Ritva Lahti, the first rotation team leader of the Red Cross Emergency Hospital from the Finnish Red Cross, describes this mechanism: “ERUs are an IFRC rapid response tool which is well adapted to contexts where normal services have been disrupted or destroyed. It can be set up quickly and it is self-sustainable for up to four months. In addition to national staff, the only requirements are the land for the hospital, fresh water and fuel for the generator. In this challenging context, it took a while for the hospital to open with all available services, but we could overcome these challenges and make the hospital open to all in need. Just before my departure, the first baby was born in the hospital, and this is always an important milestone.”
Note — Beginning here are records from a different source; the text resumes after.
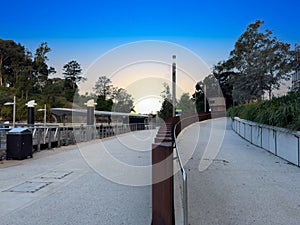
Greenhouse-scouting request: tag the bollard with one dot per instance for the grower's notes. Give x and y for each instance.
(162, 192)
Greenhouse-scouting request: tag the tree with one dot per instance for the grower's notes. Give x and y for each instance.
(260, 62)
(13, 60)
(225, 75)
(123, 102)
(72, 74)
(208, 88)
(41, 70)
(104, 90)
(103, 87)
(186, 104)
(166, 110)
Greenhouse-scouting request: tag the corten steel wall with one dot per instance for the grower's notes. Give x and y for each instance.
(279, 141)
(162, 151)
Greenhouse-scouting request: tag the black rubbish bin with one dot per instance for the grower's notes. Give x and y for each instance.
(18, 143)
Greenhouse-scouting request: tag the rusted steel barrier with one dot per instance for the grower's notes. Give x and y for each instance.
(162, 169)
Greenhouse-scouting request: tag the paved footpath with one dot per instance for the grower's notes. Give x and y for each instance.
(76, 193)
(243, 185)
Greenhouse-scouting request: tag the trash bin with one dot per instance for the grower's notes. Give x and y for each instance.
(18, 143)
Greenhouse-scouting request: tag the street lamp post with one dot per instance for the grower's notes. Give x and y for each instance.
(14, 109)
(30, 112)
(45, 113)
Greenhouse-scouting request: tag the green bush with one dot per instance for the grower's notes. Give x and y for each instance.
(281, 112)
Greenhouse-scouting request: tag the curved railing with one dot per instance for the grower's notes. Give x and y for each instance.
(180, 125)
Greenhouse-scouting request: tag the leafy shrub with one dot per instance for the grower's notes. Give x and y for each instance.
(282, 111)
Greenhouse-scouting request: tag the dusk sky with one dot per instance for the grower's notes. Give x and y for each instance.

Antonio Del Fiacco from the Italian Red Cross, deployed as IFRC field coordinator, describes his experience: “I arrived a few days after the earthquake. Our team immediately focused on emergency measures, WASH and shelter, especially in rural areas. Now that this has been secured, we concentrate our efforts on livelihoods and household rehabilitation, psycho-social support, and long-term recovery from the earthquake. My team was composed by Red Cross and Red Crescent staff from many different countries. This has been a precious asset in addressing daily challenges with different approaches and perspectives. We can have different working-styles, but we share a common goal, and we coordinate our efforts to support vulnerable people and reach the most remote communities.”
Financial support is fundamental in crisis response and recovery. In coordination with the Haiti Red Cross Society, the IFRC immediately allocated EUR 710,000 thanks to the Disaster Relief Emergency Fund (DREF) and other sister National Societies also provided financial support. In addition, a first Emergency Appeal of EUR 9.5 million was launched on 15 August 2021 (recently revised to EUR 18 million according to the evolution of the situation).
Two months after the devastating earthquake, humanitarian assistance began to reach those in need more effectively, facilitated by enhanced government-led coordination and efforts to negotiate increased humanitarian access into hard-to-reach areas. The operation is in the process of transitioning from immediate response to recovery and reconstruction. Affected people still require lifesaving assistance, and recovery and reconstruction. In times of crisis, coordination mechanisms such as those implemented by the Red Cross Red Crescent network, prevent fatalities and injuries, and increase the efficiency and effectiveness of relief and rescue operations. Furthermore, these mechanisms allow to merge efforts, linking activities and strategies before, during and after a crisis. National Societies and the IFRC work together to strengthen local capacity in preparation of and in response to such crises, with the ultimate objective of reaching affected communities and facilitate early recovery, leaving no one behind.